The critical thing to understand is that traction alopecia follows a two-phase pattern. In the early stage, the damage is reversible. If you stop the pulling, the hair grows back completely. But if the tension continues over months or years, the follicles shrink, scar tissue forms around them, and the stem cells at the base of the follicle are permanently destroyed. At that point, the bald spot becomes permanent. Catching it early is the difference between full recovery and irreversible loss.
Nutritional Deficiencies and Hair Loss
Low levels of iron and vitamin D are linked to increased hair shedding, though they more commonly cause diffuse thinning than distinct bald patches. In one study, people with hair loss had average iron storage levels (measured as ferritin) of about 15 ng/ml, compared to 25 ng/ml in people without hair loss. Their vitamin D levels averaged 14 ng/ml, well below the normal threshold of 20 ng/ml. Zinc levels showed a weaker connection overall, though people with the lowest zinc values were more likely to have alopecia areata or excessive shedding.
If you’re losing hair and your diet is limited, or you have risk factors for nutritional deficiency (heavy periods, a vegan diet, limited sun exposure), a blood test can identify whether low iron, vitamin D, or zinc might be contributing.
How Bald Spots Are Diagnosed
A dermatologist can usually identify the cause of a bald spot through a visual exam and a few simple tests. The pull test involves gently tugging on a small group of hairs to see how many come out, which indicates whether hair is actively shedding. Dermoscopy, a magnified examination of the scalp surface, reveals specific hair and follicle features that point to a diagnosis. For example, exclamation mark hairs suggest alopecia areata, while comma-shaped hairs point to a fungal infection.
In cases where the cause isn’t clear from the surface, a small scalp biopsy or lab work may be needed. Blood tests can check for iron, vitamin D, thyroid function, and markers of autoimmune activity.
Treatment Options by Cause
Treatment depends entirely on what’s causing the bald spot. For alopecia areata, options include corticosteroid injections into the patch to suppress the local immune response, topical treatments applied to the scalp, and newer oral medications. In 2022, the FDA approved baricitinib, a pill that works by blocking the specific immune signaling pathway (called JAK-STAT) that drives the follicle attack. JAK inhibitors have shown strong results for alopecia areata, particularly in more extensive cases.
For pattern baldness, minoxidil and prescription options that block the hormonal pathway behind follicle miniaturization are the standard approaches.
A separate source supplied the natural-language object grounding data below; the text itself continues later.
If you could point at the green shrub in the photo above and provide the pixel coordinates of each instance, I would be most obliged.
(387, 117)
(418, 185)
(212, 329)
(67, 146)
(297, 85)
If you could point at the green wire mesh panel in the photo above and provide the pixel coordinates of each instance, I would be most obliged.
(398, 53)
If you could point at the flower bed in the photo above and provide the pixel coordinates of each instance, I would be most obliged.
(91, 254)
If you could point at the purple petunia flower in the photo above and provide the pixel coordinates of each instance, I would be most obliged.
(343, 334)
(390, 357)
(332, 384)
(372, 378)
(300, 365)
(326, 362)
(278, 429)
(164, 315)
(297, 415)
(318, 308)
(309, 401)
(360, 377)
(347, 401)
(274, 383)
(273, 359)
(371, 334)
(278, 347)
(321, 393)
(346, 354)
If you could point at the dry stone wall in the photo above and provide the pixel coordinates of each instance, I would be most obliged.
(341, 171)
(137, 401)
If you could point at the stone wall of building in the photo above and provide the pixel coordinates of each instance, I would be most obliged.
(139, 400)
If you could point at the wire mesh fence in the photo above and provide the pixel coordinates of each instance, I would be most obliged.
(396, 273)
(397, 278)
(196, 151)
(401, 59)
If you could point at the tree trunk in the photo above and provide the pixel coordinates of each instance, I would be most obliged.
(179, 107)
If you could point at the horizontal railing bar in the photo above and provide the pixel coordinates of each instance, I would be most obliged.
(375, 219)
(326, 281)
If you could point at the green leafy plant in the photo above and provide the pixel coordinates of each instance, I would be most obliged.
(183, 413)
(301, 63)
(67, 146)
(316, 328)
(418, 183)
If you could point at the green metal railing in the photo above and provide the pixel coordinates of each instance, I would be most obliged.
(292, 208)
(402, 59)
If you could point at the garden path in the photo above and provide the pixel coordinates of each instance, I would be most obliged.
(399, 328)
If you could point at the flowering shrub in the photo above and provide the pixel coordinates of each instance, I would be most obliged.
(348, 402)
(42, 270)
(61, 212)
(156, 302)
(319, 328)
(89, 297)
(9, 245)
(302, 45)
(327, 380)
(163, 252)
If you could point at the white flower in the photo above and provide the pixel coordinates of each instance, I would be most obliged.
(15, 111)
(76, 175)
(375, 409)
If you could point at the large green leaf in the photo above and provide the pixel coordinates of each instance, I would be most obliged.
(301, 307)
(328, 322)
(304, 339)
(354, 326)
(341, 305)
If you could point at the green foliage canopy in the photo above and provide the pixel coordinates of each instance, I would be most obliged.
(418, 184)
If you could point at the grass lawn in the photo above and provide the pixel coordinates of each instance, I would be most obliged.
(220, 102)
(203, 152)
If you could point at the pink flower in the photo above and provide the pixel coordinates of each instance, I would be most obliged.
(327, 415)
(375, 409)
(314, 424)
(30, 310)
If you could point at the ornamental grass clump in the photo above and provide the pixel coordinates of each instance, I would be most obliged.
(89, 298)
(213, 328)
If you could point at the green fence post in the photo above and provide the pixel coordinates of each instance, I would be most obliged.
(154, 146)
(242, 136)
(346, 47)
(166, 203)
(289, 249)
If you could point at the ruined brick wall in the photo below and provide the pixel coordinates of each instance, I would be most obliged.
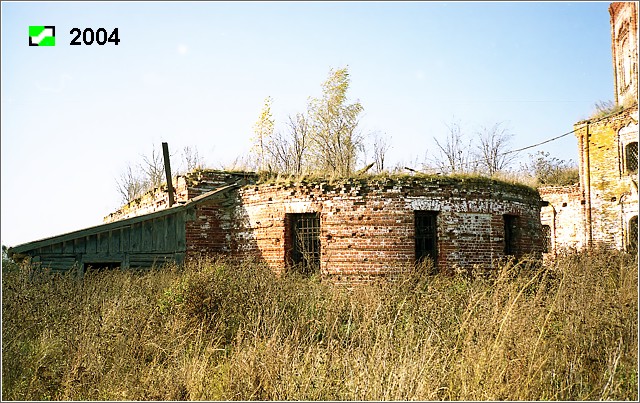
(610, 186)
(624, 48)
(564, 215)
(186, 187)
(367, 226)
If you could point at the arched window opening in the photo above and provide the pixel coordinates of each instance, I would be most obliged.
(546, 238)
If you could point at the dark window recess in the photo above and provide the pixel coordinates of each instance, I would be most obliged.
(100, 266)
(304, 246)
(546, 238)
(510, 234)
(631, 156)
(426, 236)
(633, 234)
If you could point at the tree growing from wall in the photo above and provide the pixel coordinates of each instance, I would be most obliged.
(454, 151)
(335, 140)
(548, 170)
(137, 179)
(493, 153)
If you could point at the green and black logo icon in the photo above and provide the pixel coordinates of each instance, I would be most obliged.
(42, 35)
Fungal infections require antifungal medication, typically taken orally for several weeks. Traction alopecia is treated by removing the source of tension. If scarring has already occurred, the options narrow considerably, and some people pursue hair transplant procedures for permanent patches.
For nutritional causes, correcting the underlying deficiency through supplements or dietary changes can slow or reverse the shedding, though regrowth takes months because hair grows slowly, roughly half an inch per month.